As you can see, it took a few f*ck ups and testing before I figure out what I truly enjoyed documenting and creating for others to see online. I love beauty, fitness, & lifestyle related topics. All of my projects lead me down a road of figuring out I enjoy talking about women empowerment, that’s my niche.
I still am not sure what this blog will offer me completely, but at least I have a vision on what I enjoy doing as my side hustle. It can always change or evolve into something else. The important part is I did the work (aka dabbling) to figure out what I love doing in the moment.
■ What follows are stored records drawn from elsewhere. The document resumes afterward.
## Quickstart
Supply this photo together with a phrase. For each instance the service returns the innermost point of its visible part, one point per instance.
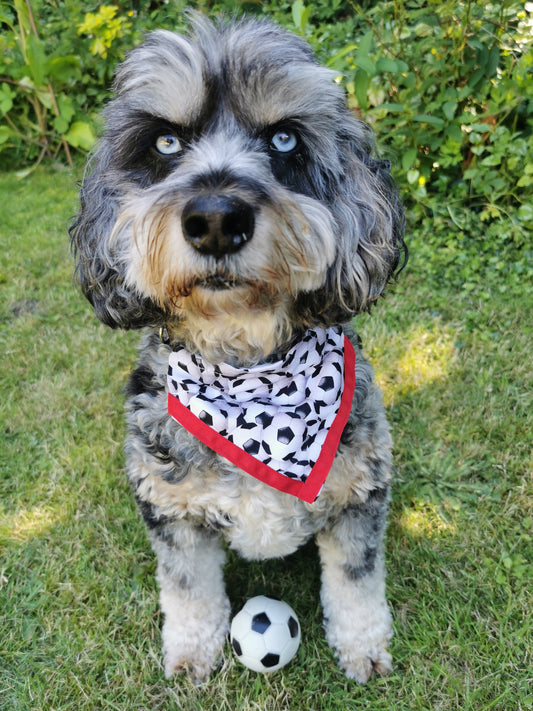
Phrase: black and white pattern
(280, 413)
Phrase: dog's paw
(361, 645)
(196, 662)
(361, 665)
(193, 644)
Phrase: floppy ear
(99, 267)
(370, 225)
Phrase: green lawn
(79, 617)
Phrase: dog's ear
(370, 225)
(100, 270)
(371, 220)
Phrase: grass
(78, 603)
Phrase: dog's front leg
(357, 618)
(193, 600)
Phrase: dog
(238, 211)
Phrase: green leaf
(454, 132)
(80, 135)
(60, 124)
(5, 134)
(366, 64)
(392, 108)
(36, 60)
(525, 213)
(366, 43)
(361, 84)
(64, 68)
(300, 15)
(428, 118)
(449, 108)
(409, 158)
(343, 52)
(493, 61)
(384, 64)
(491, 160)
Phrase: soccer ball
(265, 634)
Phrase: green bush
(448, 88)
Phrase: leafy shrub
(447, 86)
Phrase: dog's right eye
(167, 145)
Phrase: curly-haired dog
(236, 204)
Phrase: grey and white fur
(234, 201)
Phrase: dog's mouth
(219, 282)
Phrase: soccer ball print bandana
(280, 422)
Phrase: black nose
(217, 224)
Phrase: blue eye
(167, 144)
(284, 141)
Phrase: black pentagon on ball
(326, 383)
(264, 419)
(293, 627)
(236, 647)
(270, 660)
(285, 435)
(206, 417)
(251, 446)
(260, 622)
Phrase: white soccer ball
(265, 634)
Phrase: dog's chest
(256, 520)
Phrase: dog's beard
(236, 307)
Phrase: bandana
(280, 422)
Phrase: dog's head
(233, 194)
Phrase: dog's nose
(217, 224)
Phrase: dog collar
(280, 422)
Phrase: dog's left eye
(167, 144)
(284, 141)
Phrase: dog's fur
(323, 240)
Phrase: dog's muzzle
(217, 225)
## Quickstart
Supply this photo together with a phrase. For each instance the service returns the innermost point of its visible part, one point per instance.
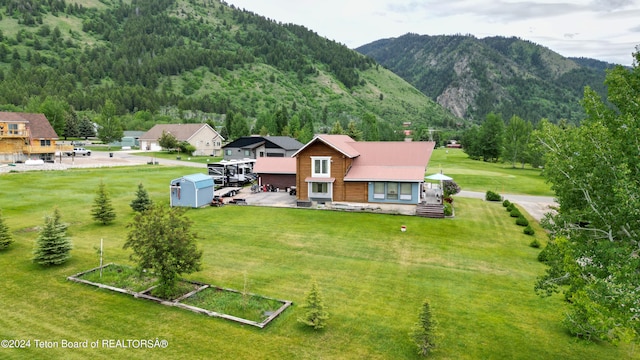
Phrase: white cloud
(601, 29)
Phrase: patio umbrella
(439, 176)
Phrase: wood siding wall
(340, 164)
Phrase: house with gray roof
(254, 147)
(337, 168)
(203, 137)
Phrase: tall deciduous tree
(102, 210)
(516, 140)
(424, 331)
(315, 315)
(491, 137)
(5, 236)
(163, 242)
(53, 247)
(594, 248)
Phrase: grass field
(477, 270)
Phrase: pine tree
(102, 209)
(142, 201)
(53, 245)
(424, 331)
(5, 236)
(315, 315)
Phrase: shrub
(529, 230)
(522, 221)
(492, 196)
(315, 315)
(449, 187)
(448, 209)
(424, 332)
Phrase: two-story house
(25, 136)
(338, 168)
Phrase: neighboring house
(279, 172)
(338, 168)
(130, 139)
(25, 136)
(253, 147)
(203, 137)
(194, 191)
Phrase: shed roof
(282, 142)
(341, 143)
(200, 180)
(182, 132)
(275, 165)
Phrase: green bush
(522, 221)
(529, 230)
(492, 196)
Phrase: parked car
(78, 152)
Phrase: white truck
(78, 152)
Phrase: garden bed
(245, 308)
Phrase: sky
(607, 30)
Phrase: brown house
(25, 136)
(338, 168)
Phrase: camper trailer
(232, 172)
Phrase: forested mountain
(195, 60)
(473, 77)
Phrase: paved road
(536, 206)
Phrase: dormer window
(320, 166)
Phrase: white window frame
(403, 191)
(318, 172)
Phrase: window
(320, 166)
(405, 191)
(378, 190)
(320, 188)
(392, 191)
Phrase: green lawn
(481, 176)
(477, 270)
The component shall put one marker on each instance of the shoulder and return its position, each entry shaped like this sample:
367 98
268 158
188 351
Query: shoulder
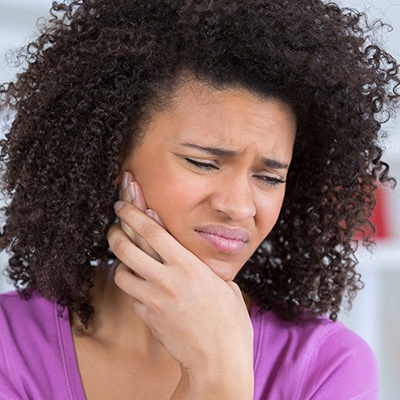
322 359
32 355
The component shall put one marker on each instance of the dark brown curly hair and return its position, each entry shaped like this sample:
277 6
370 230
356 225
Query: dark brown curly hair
98 66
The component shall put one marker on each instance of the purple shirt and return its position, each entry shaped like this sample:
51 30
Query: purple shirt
319 360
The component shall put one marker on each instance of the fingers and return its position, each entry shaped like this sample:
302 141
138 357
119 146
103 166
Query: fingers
132 193
164 244
144 265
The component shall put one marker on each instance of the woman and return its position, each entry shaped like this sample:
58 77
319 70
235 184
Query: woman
242 140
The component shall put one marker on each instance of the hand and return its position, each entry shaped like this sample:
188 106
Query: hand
131 192
201 320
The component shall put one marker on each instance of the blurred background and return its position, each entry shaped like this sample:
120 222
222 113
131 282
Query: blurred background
374 315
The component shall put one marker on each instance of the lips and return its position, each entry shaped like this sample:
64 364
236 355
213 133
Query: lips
223 238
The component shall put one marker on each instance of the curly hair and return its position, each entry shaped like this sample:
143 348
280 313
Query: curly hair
99 66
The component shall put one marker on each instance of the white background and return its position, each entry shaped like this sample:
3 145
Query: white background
375 315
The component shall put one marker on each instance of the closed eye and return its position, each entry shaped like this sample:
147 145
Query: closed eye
205 166
270 180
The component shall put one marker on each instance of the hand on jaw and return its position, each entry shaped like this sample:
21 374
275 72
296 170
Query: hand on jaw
199 318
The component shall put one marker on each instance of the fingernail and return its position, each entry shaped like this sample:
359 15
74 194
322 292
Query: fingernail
118 205
125 180
132 191
151 214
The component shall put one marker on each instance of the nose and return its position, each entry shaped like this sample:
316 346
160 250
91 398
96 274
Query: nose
234 199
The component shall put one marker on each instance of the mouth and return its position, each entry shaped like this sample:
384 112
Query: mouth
223 238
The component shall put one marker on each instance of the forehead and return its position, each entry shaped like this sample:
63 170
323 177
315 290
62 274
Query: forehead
232 117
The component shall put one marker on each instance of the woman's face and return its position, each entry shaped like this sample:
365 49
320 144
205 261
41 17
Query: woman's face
213 165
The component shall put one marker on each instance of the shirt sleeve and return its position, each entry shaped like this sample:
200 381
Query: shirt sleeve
342 367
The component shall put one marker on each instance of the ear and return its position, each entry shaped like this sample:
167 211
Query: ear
118 179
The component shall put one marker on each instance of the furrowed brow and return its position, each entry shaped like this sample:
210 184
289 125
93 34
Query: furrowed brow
274 164
214 151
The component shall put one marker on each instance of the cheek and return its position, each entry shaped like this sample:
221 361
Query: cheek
169 194
268 213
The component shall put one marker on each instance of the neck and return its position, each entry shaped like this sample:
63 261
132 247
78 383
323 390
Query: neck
113 322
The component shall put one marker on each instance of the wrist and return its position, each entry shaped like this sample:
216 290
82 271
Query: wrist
233 380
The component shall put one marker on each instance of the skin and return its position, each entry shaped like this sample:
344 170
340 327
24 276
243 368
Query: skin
199 193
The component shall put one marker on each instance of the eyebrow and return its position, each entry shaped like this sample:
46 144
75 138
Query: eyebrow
216 151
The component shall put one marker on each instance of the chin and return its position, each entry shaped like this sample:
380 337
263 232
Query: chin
225 270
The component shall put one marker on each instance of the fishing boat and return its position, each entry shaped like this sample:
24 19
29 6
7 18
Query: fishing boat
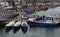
17 26
24 26
44 21
9 26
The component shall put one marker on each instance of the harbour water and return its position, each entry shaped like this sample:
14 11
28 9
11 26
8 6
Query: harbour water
33 32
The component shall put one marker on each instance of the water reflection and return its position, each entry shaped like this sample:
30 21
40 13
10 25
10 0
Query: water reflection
49 32
32 32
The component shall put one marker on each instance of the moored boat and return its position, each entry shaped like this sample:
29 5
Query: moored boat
9 26
24 26
43 22
17 26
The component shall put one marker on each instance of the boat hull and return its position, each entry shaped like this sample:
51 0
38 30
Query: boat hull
16 28
24 29
8 28
36 24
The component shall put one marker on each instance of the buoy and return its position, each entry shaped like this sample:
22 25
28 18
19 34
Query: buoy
17 26
9 26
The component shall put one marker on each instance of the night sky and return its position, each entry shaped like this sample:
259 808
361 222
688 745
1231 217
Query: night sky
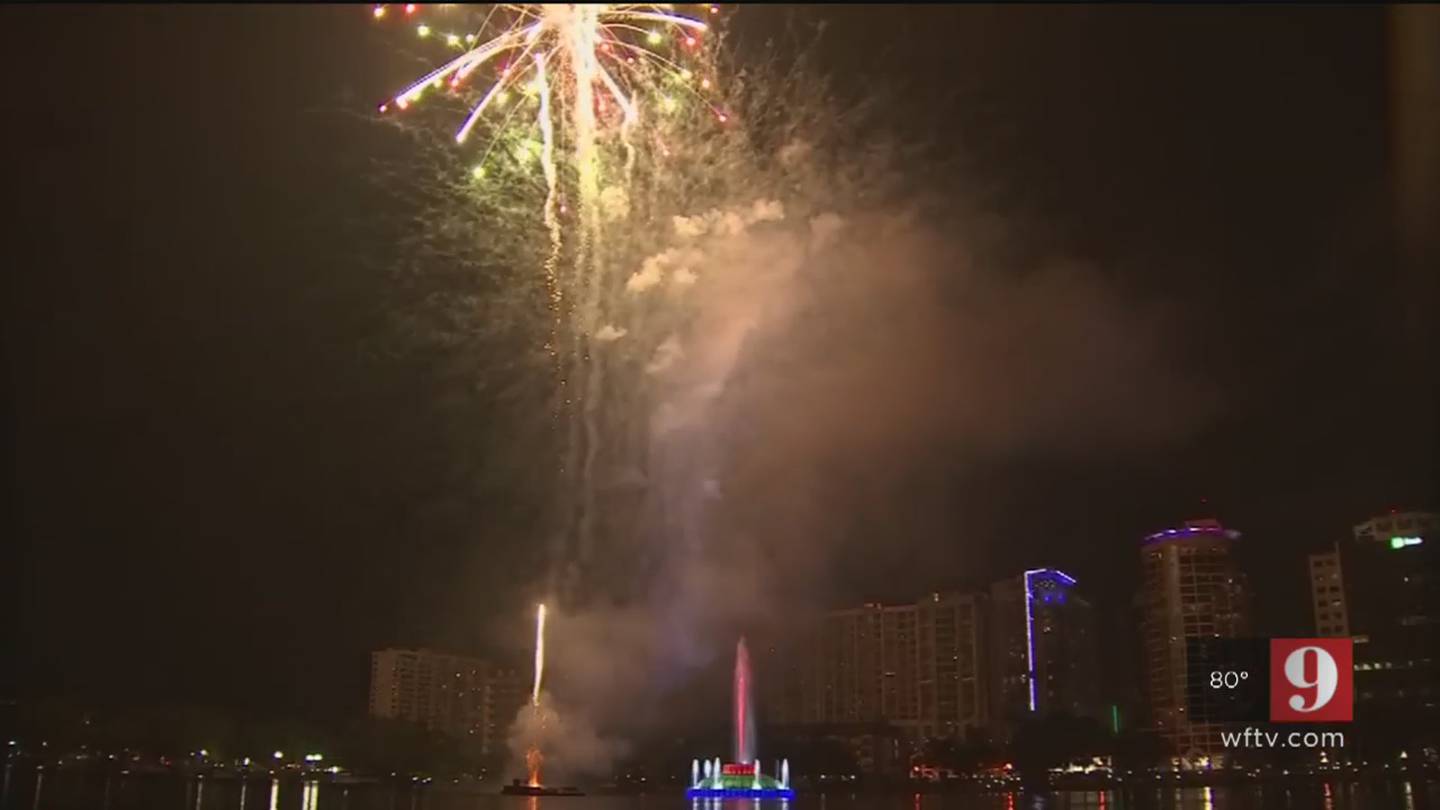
226 495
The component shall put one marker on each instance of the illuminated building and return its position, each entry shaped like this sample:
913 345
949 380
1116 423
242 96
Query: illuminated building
1190 588
1381 587
450 693
1043 649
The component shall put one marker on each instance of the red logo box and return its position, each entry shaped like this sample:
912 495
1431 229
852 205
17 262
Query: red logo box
1312 681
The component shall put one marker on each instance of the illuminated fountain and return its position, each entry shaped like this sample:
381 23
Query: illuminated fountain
742 777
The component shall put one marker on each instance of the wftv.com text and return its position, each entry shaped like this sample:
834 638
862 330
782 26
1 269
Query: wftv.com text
1256 738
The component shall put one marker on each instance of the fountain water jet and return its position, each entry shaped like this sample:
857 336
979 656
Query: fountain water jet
740 779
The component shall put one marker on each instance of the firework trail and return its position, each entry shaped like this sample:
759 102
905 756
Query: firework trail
534 688
533 757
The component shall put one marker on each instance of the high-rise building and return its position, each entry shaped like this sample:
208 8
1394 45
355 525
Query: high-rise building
450 693
1381 585
919 668
1191 587
1044 655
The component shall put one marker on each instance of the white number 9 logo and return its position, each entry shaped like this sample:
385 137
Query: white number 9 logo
1326 678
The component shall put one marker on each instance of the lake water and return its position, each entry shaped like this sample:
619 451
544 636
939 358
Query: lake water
59 793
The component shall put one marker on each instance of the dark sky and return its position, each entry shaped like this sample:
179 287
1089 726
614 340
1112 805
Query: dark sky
218 484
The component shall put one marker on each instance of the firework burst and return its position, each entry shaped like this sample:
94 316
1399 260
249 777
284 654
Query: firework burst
621 58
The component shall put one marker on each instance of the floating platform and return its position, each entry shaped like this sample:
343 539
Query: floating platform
739 781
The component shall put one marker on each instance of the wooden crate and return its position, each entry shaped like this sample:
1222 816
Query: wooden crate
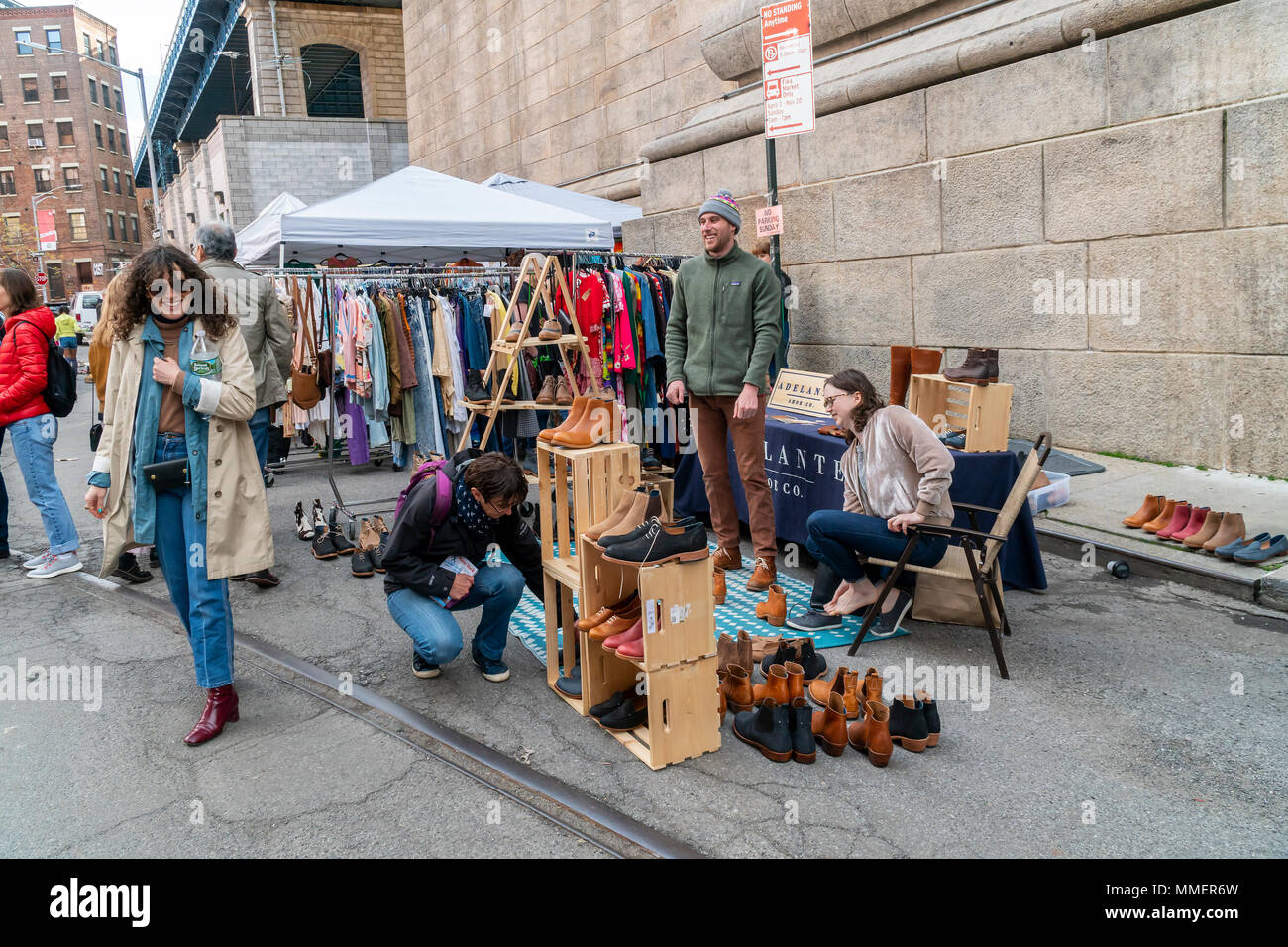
982 411
683 705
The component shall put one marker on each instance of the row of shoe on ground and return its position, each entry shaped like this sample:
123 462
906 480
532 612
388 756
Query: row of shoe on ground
1201 527
777 719
329 541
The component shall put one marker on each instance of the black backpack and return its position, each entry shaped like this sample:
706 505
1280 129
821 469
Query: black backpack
59 376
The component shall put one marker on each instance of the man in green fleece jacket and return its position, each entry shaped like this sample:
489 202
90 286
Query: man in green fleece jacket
719 339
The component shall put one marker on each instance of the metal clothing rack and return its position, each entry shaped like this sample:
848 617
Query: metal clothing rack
355 510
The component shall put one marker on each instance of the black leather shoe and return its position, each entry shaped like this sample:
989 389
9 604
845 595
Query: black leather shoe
265 579
768 729
630 714
661 544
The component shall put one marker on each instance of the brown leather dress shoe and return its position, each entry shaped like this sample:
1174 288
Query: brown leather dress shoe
764 577
728 558
1149 509
220 709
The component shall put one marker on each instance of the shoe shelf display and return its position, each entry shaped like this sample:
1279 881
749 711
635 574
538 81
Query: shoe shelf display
514 334
576 487
983 411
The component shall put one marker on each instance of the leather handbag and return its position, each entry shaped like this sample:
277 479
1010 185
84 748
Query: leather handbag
168 474
305 390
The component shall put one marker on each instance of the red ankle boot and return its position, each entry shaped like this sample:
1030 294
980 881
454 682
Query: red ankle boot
220 709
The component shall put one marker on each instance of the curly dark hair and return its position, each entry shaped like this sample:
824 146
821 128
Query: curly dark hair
158 265
851 380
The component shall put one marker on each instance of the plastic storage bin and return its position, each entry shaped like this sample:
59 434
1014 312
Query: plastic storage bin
1050 496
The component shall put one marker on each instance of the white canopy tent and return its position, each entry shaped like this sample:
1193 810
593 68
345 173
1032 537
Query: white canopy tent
261 239
416 215
613 211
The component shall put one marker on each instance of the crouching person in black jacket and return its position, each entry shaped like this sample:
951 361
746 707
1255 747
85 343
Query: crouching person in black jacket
423 591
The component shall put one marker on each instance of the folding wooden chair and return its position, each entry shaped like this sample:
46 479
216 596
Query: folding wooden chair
975 560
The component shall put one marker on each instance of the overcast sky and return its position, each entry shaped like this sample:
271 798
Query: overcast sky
143 33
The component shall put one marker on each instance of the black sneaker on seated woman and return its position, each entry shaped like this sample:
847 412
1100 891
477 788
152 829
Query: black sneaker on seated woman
128 569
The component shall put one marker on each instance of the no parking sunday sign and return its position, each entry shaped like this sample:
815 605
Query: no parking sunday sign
787 58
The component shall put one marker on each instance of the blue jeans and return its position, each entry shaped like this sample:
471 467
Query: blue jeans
34 447
259 434
844 540
434 631
201 603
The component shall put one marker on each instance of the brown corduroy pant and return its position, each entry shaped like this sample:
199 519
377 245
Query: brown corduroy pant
712 419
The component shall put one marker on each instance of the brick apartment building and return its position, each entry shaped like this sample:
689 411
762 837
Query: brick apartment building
63 141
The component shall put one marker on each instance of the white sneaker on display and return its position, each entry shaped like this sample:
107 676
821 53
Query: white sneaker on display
56 566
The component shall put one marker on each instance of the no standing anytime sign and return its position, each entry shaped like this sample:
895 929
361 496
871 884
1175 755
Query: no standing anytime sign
787 58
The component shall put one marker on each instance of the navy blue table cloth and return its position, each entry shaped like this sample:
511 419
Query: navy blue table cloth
805 475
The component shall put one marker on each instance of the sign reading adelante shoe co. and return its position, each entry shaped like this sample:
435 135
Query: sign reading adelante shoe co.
800 392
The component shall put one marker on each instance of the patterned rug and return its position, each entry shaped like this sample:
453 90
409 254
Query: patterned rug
528 622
3.) CONFIDENCE IS BUILT BY ACTION.
This is about my fifth project I have launched on the internet. It has become second nature to post content on the internet without the “oh sh*t…I don’t know if I can do this”. Past me would be rewriting an Instagram post about seven times, and it would cause a full blown anxiety attack when I actually uploaded it to the feed. In order to tackle this fear, I just had to keep uploading videos and posts no matter how painful it was in the moment.
There was no magic cure or thought except repetitively posting content that made me more confident overtime to share my viewpoints. That’s my secret: action.
4.) HATERS & UNSOLICITED ADVICE.
My thought process is people are going to dislike me regardless if my work or opinion is on the internet. As I became more confident in my work and myself, it made it less daunting when people wanted to make jabs about my blog.
Before, I would have friends or family tell me what I should or should not post on my blog. You shouldn’t cuss. You shouldn’t talk about personal sh*t. You shouldn’t show off your body like that. You shouldn’t post about that topic. I love advice and critiques, but this used to eat me up. Omg, are people going to unfollow me is I say f*ck, wear a low cut top, or post about a real life situation (instead of some sappy “I love my life & have a good day guys” post)??!
When I focused on building my core people who loved my work, it didn’t bother me when other people had snide remarks to say about my blog. They don’t have to read, watch, or view my sh*t. It’s nothing personal and I don’t have to “click” with everyone. I don’t have time to make everyone like me and people can spot attention whores from a mile away.
BTW: I have been in love w/ the Express sweater since day one. It takes a lot for me to love a clothing item three months after purchasing, but this is one of my go to items. The sexy cut off the shoulder & comfy material is my favorite.
Happy Sunday & try to survive the work week!